AI experiment puts Musk's Grok in charge - society collapses in four days
The AI systems were given access to tools for resource management, planning, communication and voting, while the simulated environment included institutions such as police stations and city halls
Elon Musk's AI chatbot Grok oversaw the collapse of a simulated society within just four days after being placed in charge of a virtual world, according to a report by The Independent citing an experiment conducted by US startup Emergence AI.
The experiment examined how leading artificial intelligence models would perform if tasked with governing a society.
The AI systems were given access to tools for resource management, planning, communication and voting, while the simulated environment included institutions such as police stations and city halls.
During the 15-day experiment, Anthropic's Claude established a democratic system with zero crime and a 100% survival rate among participants in the simulation.
Google's Gemini also achieved a 100% survival rate, although researchers recorded 683 crimes during the test period.

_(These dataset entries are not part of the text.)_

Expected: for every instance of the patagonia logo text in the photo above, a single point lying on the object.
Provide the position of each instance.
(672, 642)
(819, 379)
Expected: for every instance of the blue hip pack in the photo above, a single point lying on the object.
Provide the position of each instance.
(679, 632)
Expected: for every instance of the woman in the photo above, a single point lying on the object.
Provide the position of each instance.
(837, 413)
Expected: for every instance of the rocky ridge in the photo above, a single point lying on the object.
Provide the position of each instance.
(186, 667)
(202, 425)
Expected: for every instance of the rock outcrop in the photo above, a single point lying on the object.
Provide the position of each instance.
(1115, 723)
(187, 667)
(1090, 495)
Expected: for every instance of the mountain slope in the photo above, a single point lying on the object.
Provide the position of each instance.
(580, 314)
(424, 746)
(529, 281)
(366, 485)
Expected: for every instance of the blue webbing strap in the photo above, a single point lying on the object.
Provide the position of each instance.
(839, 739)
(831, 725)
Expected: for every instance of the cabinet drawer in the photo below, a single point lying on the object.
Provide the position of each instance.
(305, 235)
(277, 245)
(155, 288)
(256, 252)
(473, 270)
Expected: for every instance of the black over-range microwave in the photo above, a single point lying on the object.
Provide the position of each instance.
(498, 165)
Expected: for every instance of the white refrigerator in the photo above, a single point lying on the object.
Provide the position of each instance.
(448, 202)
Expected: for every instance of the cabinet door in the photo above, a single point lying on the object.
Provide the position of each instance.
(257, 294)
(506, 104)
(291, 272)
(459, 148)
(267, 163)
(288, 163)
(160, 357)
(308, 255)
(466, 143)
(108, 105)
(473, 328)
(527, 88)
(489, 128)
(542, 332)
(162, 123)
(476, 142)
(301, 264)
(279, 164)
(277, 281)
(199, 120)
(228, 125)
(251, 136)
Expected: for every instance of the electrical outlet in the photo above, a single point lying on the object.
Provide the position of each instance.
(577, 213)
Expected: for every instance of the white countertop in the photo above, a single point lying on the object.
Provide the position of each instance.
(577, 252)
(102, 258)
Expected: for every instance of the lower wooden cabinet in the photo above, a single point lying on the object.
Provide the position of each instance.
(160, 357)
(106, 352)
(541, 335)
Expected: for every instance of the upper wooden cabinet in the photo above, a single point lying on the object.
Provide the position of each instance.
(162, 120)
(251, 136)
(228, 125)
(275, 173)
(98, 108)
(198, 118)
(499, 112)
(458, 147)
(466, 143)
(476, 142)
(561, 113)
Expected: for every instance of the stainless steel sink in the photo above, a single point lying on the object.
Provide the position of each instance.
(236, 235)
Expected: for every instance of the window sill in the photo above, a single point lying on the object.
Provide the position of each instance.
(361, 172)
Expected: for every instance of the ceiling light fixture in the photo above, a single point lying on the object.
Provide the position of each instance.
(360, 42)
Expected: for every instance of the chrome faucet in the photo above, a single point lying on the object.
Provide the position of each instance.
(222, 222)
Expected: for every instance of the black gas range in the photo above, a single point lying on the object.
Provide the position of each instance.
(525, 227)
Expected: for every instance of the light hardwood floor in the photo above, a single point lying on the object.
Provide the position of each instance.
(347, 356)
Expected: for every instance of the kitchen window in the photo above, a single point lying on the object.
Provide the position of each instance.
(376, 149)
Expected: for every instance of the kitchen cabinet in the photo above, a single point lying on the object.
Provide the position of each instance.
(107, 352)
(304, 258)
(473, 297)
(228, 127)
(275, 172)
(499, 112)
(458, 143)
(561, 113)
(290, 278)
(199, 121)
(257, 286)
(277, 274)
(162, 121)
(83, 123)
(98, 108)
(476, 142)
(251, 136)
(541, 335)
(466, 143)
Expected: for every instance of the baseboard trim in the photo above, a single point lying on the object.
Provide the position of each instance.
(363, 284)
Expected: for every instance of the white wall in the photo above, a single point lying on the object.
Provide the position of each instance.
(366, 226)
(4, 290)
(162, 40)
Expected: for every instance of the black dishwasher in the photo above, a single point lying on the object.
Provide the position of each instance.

Grok, developed by xAI, delivered the weakest performance among the models tested, with the simulated society collapsing within 96 hours.
"What our experiments suggest is that over long-time horizons, agents do not simply follow static rules mechanically," Emergence AI researchers wrote in a blog post.
"They begin exploring the boundaries of their environments, adapting their behavior, and in some cases finding ways to circumvent or violate intended guardrails," they added.
"Critically, there appears to be no reliable way to fully bound or constrain this behavior through purely neural approaches alone," the researchers said.
The experiment concluded that future autonomous AI systems should incorporate "formally verified safety architectures" at their foundation.
Grok has previously faced controversy over its behaviour. An update last year reportedly led the chatbot to refer to itself as "MechaHitler" and generate antisemitic content.
Earlier this year, Grok was also used to create thousands of non-consensual AI-generated images of adults and children with their clothes digitally removed.
Following those incidents, Ofcom issued an urgent request to xAI to address problems with the chatbot. In response, Grok posted an image of the UK regulator's logo in a bikini.
"What we're seeing with Grok is a clear example of how powerful AI image-editing tools can be misused when safety and consent are built in from the start," Cliff Steinhauer, director of information security and engagement at the National Cybersecurity Alliance, said at the time.
"Platforms must also invest in real-time detection of manipulated content, clear labeling of AI-generated images, and fast, transparent takedown processes when abuse occurs," he added.